VSS in its VSS Forecast Mid-Term Update projects that several industry segments are projected to outperform GDP growth of 4.4% in 2012, including Pure-Play Consumer Internet & Mobile Services (18.1%), Public Relations & Word-of-Mouth Marketing (14.6%), Broadcast Television (9.3%), Subscription Television (7.7%), and Branded Entertainment (7.5%).
“While the VSS Forecast Mid-Term Update clearly shows the strong growth momentum of digital media in such segments as Pure-Play Consumer Internet & Mobile Services, and Branded Entertainment, it also highlights the impact of a strengthening economy,” said John Suhler, Co-Founder and President of VSS. “What’s resulted is an increase in spending within the U.S. Communications Industry as both consumers and businesses begin to expand their use of a variety of communications platforms and tools such as mobile devices and tablets. Bottom line: This is the best news for the industry in several years.”
Industry Sectors with the Biggest Gains
While growth estimates for five of six Industry Sectors – defined as groups of industry segments sharing characteristics based on primary revenue streams – outpaced expectations for 2011 and 2012, Sectors with the most dramatic changes included Targeted Media and Traditional Marketing.

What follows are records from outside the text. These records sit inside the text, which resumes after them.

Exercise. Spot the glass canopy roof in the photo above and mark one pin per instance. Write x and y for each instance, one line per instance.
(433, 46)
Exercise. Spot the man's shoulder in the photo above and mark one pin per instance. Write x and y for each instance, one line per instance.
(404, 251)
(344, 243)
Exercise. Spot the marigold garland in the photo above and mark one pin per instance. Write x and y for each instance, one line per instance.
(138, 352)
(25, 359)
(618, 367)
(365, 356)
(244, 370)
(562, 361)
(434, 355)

Spending on Targeted Media in 2012, which includes direct marketing, branded entertainment, outsourced custom content, pure-play consumer internet & mobile services, and business-to-business (B-to-B) media, has been revised upward from the original 7.7% growth projection in the annual VSS Forecast to 8.1% in the VSS Forecast Mid-Term Update. The upward revision was driven by strong performances in all segments except branded entertainment and outsourced custom publishing. VSS adjusted the 2010-2015 CAGR from 7.9% to 8.4%, reaching $278.4 billion to reflect expectations of stronger growth for most digital components within the sector, including e-custom publications, e-media in B-to-B media, and the entire pure-play consumer internet & mobile services segment.
Traditional Marketing, which includes consumer promotions, B-to-B promotions, public relations and word-of-mouth marketing, has been revised upward from 3.1% to 3.8% in 2012, as businesses are expected to continue to increase spending for all three segments, especially B-to-B promotions. VSS raised the 2010-2015 CAGR for Traditional Marketing from 3.6% to 4.2% to reflect anticipated acceleration in spending on Traditional Marketing during the latter part of the forecast period, reaching $86.6 billion.

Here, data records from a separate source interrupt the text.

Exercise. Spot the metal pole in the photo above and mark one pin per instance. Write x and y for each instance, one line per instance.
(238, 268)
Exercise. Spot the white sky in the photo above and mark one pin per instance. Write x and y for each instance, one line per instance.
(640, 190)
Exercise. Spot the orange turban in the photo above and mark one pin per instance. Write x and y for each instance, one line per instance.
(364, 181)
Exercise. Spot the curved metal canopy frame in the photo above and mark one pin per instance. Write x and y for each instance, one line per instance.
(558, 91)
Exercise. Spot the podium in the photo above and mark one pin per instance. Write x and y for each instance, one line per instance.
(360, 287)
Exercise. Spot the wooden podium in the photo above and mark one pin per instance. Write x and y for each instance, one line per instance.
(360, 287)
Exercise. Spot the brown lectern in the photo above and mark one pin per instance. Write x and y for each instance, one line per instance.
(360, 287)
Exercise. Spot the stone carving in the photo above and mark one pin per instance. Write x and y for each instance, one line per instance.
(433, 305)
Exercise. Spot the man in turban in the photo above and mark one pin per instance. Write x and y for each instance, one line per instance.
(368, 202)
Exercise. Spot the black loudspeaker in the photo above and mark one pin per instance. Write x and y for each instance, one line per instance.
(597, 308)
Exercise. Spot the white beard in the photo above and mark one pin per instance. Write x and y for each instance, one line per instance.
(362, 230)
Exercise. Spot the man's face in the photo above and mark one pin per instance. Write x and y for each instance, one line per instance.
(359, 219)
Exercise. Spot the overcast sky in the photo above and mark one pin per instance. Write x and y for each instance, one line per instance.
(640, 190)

Entertainment & Leisure Media, which includes subscription television, entertainment media (TV programming, home video, videogames, recorded music, box office) and consumer book publishing, is the only industry sector to be downgraded in the VSS Forecast Mid-Term Update for 2012. VSS found that while there will be gains in box office and branded digital platforms, such as online and mobile videogames, it will not be enough to help offset prolonged weak results in the printed book market. As a result, the growth rate of 5.8% forecast for the sector in 2012 was trimmed to 5.7%. The 2010-2015 CAGR was also cut from 5.6% to a 5.5%, reaching $353.9 billion, as strong growth in videogames, driven by the release of new console hardware during the forecast period and a faster-than-expected stabilization in the recorded music industry, will help mitigate the projected deeper declines in print consumer books.
VSS did not change the projected 2.6% growth rate for 2012 spending on Traditional Consumer Advertising Media, which includes broadcast television, newspaper publishing, consumer magazine publishing, broadcast & satellite radio, local consumer directories, and out-of-home media. While the ad market in the first half of 2012 is expected to remain sluggish, record-breaking political and Olympics advertising will drive growth for the remainder of the year. The 2010-2015 CAGR was also left untouched at 1.9%, with spending reaching $160.4 billion because although the projected decline in print advertising will be deeper than initially expected, it will be offset by increases in internet and mobile advertising offerings of branded traditional media.